Cet article a été écrit par Oli Williams, Doreen Tembo, Josephine Ocloo, Meerat Kaur, Gary Hickey, Michelle Farr et Peter Beresford. Cet article est republié à partir du blog Transforming Society sous la [licence CC BY-NC 4.0](https://creativecommons.org/licenses/by-nc/ 4.0/). Vous pouvez lire l'article original ici.

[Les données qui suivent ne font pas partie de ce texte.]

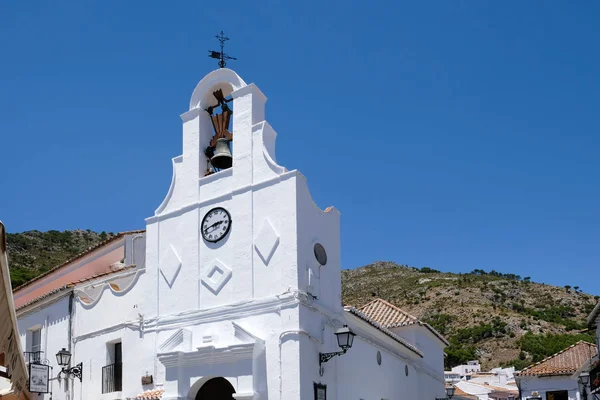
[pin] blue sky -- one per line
(450, 134)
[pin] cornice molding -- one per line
(208, 355)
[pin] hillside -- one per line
(496, 318)
(32, 253)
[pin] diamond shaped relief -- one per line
(215, 276)
(266, 241)
(170, 264)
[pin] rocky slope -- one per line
(32, 253)
(494, 317)
(487, 315)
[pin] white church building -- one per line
(233, 290)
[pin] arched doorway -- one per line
(216, 389)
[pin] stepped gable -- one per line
(565, 362)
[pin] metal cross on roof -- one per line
(221, 56)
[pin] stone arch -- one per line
(217, 388)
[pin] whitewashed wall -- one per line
(431, 366)
(53, 319)
(549, 384)
(256, 307)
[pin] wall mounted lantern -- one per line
(63, 358)
(345, 338)
(449, 393)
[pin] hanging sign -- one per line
(39, 375)
(320, 391)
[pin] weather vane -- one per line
(221, 56)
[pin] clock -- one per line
(215, 224)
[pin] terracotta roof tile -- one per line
(78, 256)
(462, 394)
(593, 315)
(153, 394)
(73, 284)
(565, 362)
(390, 316)
(382, 328)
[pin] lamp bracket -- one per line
(76, 371)
(324, 357)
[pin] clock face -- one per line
(216, 224)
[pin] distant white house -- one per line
(470, 368)
(452, 377)
(233, 290)
(592, 371)
(555, 377)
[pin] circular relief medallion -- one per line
(320, 253)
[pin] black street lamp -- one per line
(449, 393)
(63, 358)
(345, 339)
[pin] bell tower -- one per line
(235, 226)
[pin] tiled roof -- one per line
(78, 256)
(382, 328)
(565, 362)
(461, 394)
(593, 315)
(153, 394)
(390, 316)
(73, 284)
(387, 314)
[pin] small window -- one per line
(112, 374)
(36, 340)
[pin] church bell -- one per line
(222, 158)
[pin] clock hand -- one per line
(212, 226)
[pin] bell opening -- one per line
(222, 158)
(220, 108)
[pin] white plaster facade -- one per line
(533, 386)
(471, 367)
(255, 308)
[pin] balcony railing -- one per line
(112, 378)
(33, 357)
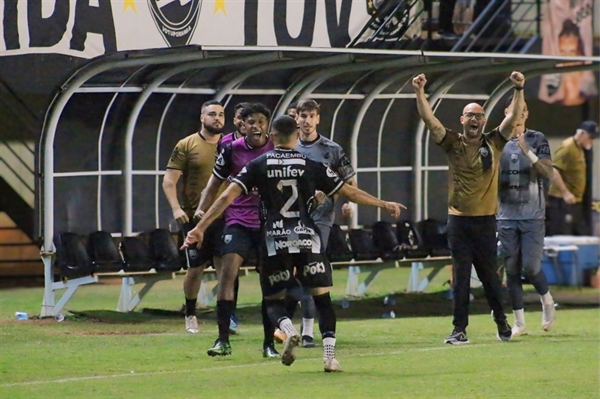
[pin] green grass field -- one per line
(102, 354)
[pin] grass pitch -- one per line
(97, 353)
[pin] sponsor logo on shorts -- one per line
(279, 277)
(302, 229)
(306, 243)
(314, 268)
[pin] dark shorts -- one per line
(522, 245)
(288, 270)
(211, 246)
(243, 241)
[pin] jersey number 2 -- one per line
(285, 209)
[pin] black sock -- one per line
(268, 328)
(275, 310)
(190, 307)
(224, 311)
(327, 318)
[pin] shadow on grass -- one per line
(403, 305)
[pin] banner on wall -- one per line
(90, 28)
(567, 31)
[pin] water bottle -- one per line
(389, 315)
(21, 316)
(388, 301)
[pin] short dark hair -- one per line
(209, 103)
(240, 105)
(255, 108)
(308, 104)
(284, 126)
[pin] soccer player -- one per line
(326, 151)
(193, 158)
(525, 173)
(474, 160)
(241, 236)
(287, 182)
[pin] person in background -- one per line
(525, 173)
(474, 160)
(564, 211)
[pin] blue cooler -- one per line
(566, 258)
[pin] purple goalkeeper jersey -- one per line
(231, 160)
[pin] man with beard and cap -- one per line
(474, 160)
(193, 158)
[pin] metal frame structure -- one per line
(307, 69)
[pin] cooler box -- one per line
(566, 258)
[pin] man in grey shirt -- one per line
(328, 152)
(525, 172)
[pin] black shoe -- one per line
(448, 35)
(220, 348)
(504, 329)
(307, 342)
(457, 338)
(269, 351)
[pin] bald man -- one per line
(474, 160)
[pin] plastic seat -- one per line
(163, 250)
(337, 246)
(135, 254)
(434, 234)
(72, 259)
(104, 252)
(362, 245)
(410, 240)
(385, 241)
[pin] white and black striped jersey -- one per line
(286, 181)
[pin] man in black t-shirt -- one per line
(287, 182)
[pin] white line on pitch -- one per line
(151, 373)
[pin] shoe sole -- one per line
(289, 350)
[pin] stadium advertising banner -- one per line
(90, 28)
(567, 31)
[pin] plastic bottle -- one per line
(389, 315)
(21, 316)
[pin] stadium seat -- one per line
(385, 241)
(135, 254)
(362, 245)
(410, 240)
(163, 250)
(337, 247)
(434, 235)
(104, 253)
(72, 260)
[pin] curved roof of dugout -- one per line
(365, 76)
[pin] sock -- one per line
(327, 319)
(190, 307)
(286, 325)
(547, 299)
(328, 347)
(224, 311)
(540, 283)
(308, 327)
(268, 328)
(519, 316)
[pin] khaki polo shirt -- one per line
(473, 173)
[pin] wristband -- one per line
(532, 157)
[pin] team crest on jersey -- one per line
(176, 20)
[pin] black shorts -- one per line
(286, 271)
(241, 240)
(211, 246)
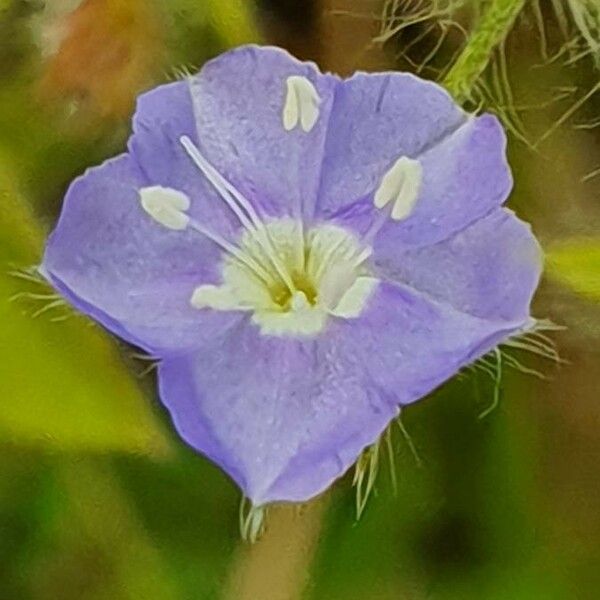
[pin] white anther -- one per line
(301, 104)
(400, 185)
(299, 301)
(166, 206)
(354, 300)
(215, 297)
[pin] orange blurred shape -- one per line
(110, 51)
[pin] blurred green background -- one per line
(100, 500)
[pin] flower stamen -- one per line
(234, 199)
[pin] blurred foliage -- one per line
(576, 263)
(52, 367)
(99, 499)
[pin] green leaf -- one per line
(63, 382)
(576, 264)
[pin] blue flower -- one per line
(305, 255)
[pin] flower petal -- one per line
(284, 417)
(376, 119)
(296, 414)
(409, 344)
(489, 269)
(261, 118)
(114, 262)
(162, 117)
(464, 173)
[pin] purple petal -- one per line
(163, 116)
(136, 277)
(376, 119)
(286, 417)
(239, 99)
(465, 172)
(409, 343)
(490, 269)
(283, 417)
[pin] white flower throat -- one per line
(292, 279)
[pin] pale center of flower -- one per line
(324, 277)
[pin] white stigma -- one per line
(301, 104)
(166, 206)
(401, 186)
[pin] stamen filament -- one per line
(234, 200)
(255, 268)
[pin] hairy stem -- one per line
(491, 30)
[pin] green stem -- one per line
(491, 30)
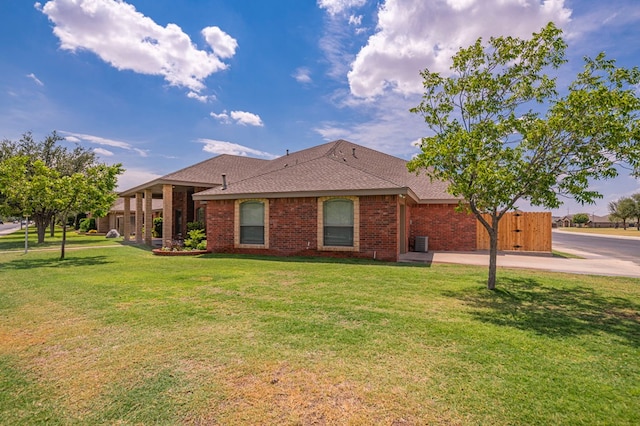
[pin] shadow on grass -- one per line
(70, 262)
(312, 259)
(526, 304)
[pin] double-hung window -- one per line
(338, 223)
(251, 229)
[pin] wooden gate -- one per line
(519, 231)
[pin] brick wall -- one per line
(293, 228)
(447, 229)
(379, 227)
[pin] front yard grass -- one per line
(15, 241)
(119, 336)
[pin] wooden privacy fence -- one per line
(519, 231)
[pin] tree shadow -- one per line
(313, 259)
(70, 262)
(526, 304)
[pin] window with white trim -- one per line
(251, 223)
(338, 223)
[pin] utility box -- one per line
(422, 244)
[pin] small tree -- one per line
(92, 190)
(501, 132)
(623, 209)
(636, 212)
(55, 158)
(580, 218)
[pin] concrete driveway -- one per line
(590, 263)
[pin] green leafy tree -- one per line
(622, 210)
(53, 156)
(636, 213)
(580, 218)
(502, 133)
(90, 190)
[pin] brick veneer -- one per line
(293, 228)
(447, 229)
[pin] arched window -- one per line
(338, 222)
(252, 222)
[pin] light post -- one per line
(26, 234)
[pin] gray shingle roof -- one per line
(335, 167)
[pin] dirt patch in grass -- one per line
(280, 393)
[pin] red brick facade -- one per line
(293, 226)
(447, 229)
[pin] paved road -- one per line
(621, 248)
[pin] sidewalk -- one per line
(591, 264)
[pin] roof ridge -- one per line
(287, 164)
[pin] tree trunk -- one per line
(64, 239)
(41, 227)
(493, 256)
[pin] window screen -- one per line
(338, 223)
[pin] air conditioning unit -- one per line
(422, 244)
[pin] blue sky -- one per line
(158, 85)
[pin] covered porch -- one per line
(178, 208)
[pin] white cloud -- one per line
(355, 20)
(220, 147)
(98, 140)
(335, 7)
(223, 45)
(128, 40)
(33, 77)
(246, 118)
(302, 75)
(103, 152)
(415, 34)
(201, 98)
(223, 117)
(240, 117)
(390, 128)
(134, 177)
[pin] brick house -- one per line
(336, 199)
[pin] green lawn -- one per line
(119, 336)
(15, 241)
(629, 232)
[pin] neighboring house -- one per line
(115, 218)
(335, 199)
(594, 222)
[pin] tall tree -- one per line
(91, 190)
(580, 218)
(37, 188)
(623, 209)
(502, 133)
(53, 156)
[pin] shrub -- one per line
(157, 227)
(87, 224)
(193, 226)
(196, 237)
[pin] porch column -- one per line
(139, 217)
(167, 213)
(148, 217)
(126, 226)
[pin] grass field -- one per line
(119, 336)
(629, 232)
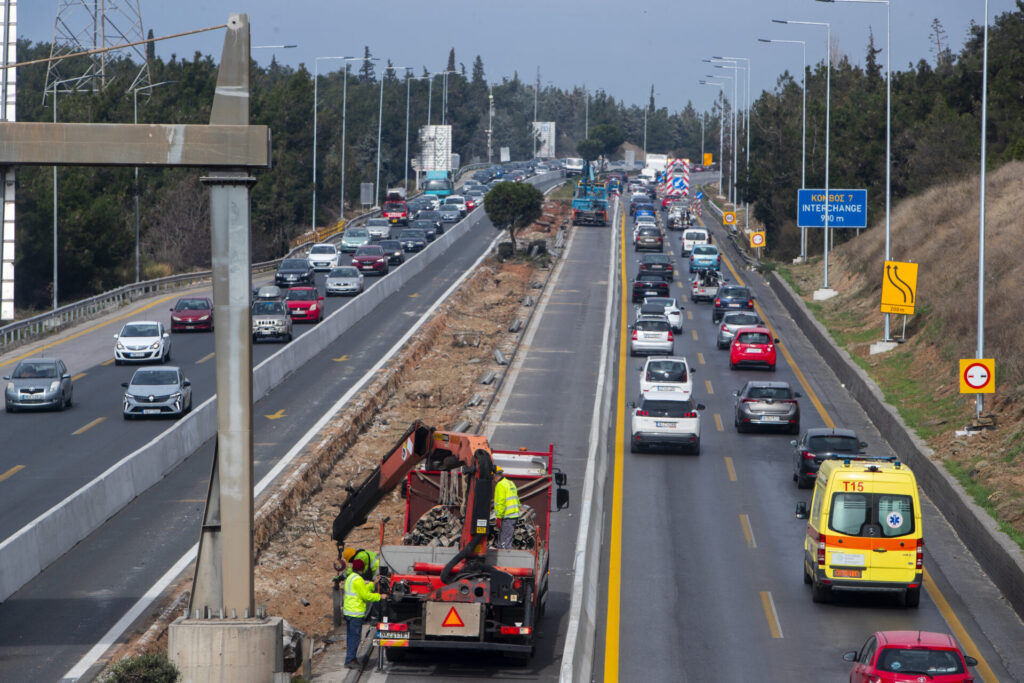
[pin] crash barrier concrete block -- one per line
(995, 552)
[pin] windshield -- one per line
(871, 514)
(155, 377)
(144, 330)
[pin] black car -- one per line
(293, 271)
(731, 297)
(395, 256)
(648, 284)
(818, 443)
(413, 240)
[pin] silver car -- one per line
(651, 334)
(38, 383)
(732, 322)
(345, 281)
(156, 392)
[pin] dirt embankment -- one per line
(939, 230)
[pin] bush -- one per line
(152, 668)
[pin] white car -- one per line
(666, 419)
(667, 375)
(323, 257)
(142, 341)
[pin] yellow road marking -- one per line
(769, 604)
(86, 331)
(11, 472)
(730, 469)
(88, 426)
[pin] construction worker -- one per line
(358, 591)
(506, 507)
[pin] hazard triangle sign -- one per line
(453, 621)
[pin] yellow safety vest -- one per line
(506, 500)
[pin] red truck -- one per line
(460, 592)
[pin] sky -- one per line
(621, 47)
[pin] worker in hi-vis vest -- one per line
(358, 592)
(506, 507)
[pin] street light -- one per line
(803, 155)
(134, 94)
(827, 26)
(889, 61)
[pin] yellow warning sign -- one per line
(899, 288)
(977, 376)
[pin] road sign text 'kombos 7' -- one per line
(847, 208)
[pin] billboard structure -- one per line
(545, 131)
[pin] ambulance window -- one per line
(895, 514)
(849, 513)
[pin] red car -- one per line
(753, 346)
(371, 258)
(910, 655)
(305, 303)
(192, 313)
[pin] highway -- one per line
(705, 553)
(53, 621)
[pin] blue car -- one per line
(705, 257)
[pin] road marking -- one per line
(730, 469)
(11, 472)
(769, 604)
(86, 331)
(87, 427)
(744, 521)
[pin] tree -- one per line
(513, 205)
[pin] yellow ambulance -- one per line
(863, 529)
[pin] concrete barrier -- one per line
(996, 553)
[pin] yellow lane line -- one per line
(615, 535)
(86, 331)
(730, 469)
(87, 427)
(769, 604)
(11, 472)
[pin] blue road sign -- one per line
(847, 208)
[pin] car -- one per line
(305, 303)
(413, 240)
(667, 306)
(345, 280)
(157, 391)
(657, 263)
(395, 255)
(192, 313)
(651, 334)
(731, 322)
(270, 319)
(818, 443)
(379, 228)
(910, 655)
(762, 403)
(731, 297)
(705, 257)
(665, 419)
(38, 383)
(142, 341)
(323, 256)
(353, 238)
(294, 271)
(648, 285)
(667, 375)
(753, 346)
(371, 258)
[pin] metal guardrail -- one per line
(43, 325)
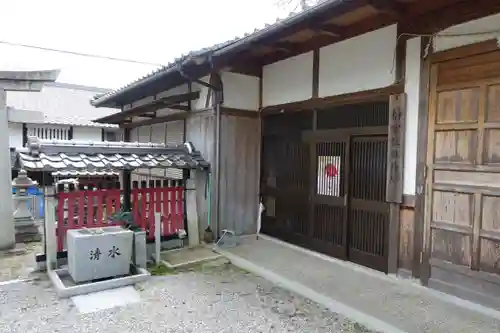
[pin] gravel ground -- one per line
(210, 298)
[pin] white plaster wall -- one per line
(412, 86)
(15, 135)
(361, 63)
(486, 24)
(241, 91)
(87, 133)
(287, 81)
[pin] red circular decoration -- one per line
(331, 170)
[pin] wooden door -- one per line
(330, 170)
(368, 211)
(463, 164)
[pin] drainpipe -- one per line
(217, 98)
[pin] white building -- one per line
(60, 111)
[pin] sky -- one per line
(153, 31)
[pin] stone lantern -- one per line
(24, 221)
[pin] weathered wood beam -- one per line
(13, 85)
(149, 115)
(329, 29)
(157, 120)
(44, 76)
(389, 7)
(179, 107)
(155, 105)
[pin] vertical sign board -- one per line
(395, 149)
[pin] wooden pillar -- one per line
(421, 269)
(395, 167)
(127, 178)
(7, 235)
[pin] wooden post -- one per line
(157, 238)
(50, 231)
(395, 161)
(7, 235)
(192, 211)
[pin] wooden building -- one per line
(367, 128)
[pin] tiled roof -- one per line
(61, 155)
(208, 51)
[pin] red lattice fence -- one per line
(91, 207)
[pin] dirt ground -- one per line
(214, 297)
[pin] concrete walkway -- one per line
(376, 300)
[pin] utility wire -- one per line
(89, 55)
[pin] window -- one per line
(110, 136)
(49, 132)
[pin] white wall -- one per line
(171, 133)
(485, 24)
(241, 91)
(412, 86)
(87, 133)
(287, 81)
(15, 135)
(361, 63)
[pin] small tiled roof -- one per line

La pandémie de COVID-19 a signifié que les gouvernements nationaux ont pris des mesures sans précédent pour répondre à la menace et à la gestion de l'infection. Des ressources publiques, dont des fonds importants pour la recherche, ont été mobilisées pour atteindre ces objectifs. Mais qui prend les décisions sur ce qui doit être fait et comment le financement doit être dépensé et sont-ils les mieux placés pour le faire ? Qui a été exclu de ces processus décisionnels et quels ont été les coûts de leur exclusion ?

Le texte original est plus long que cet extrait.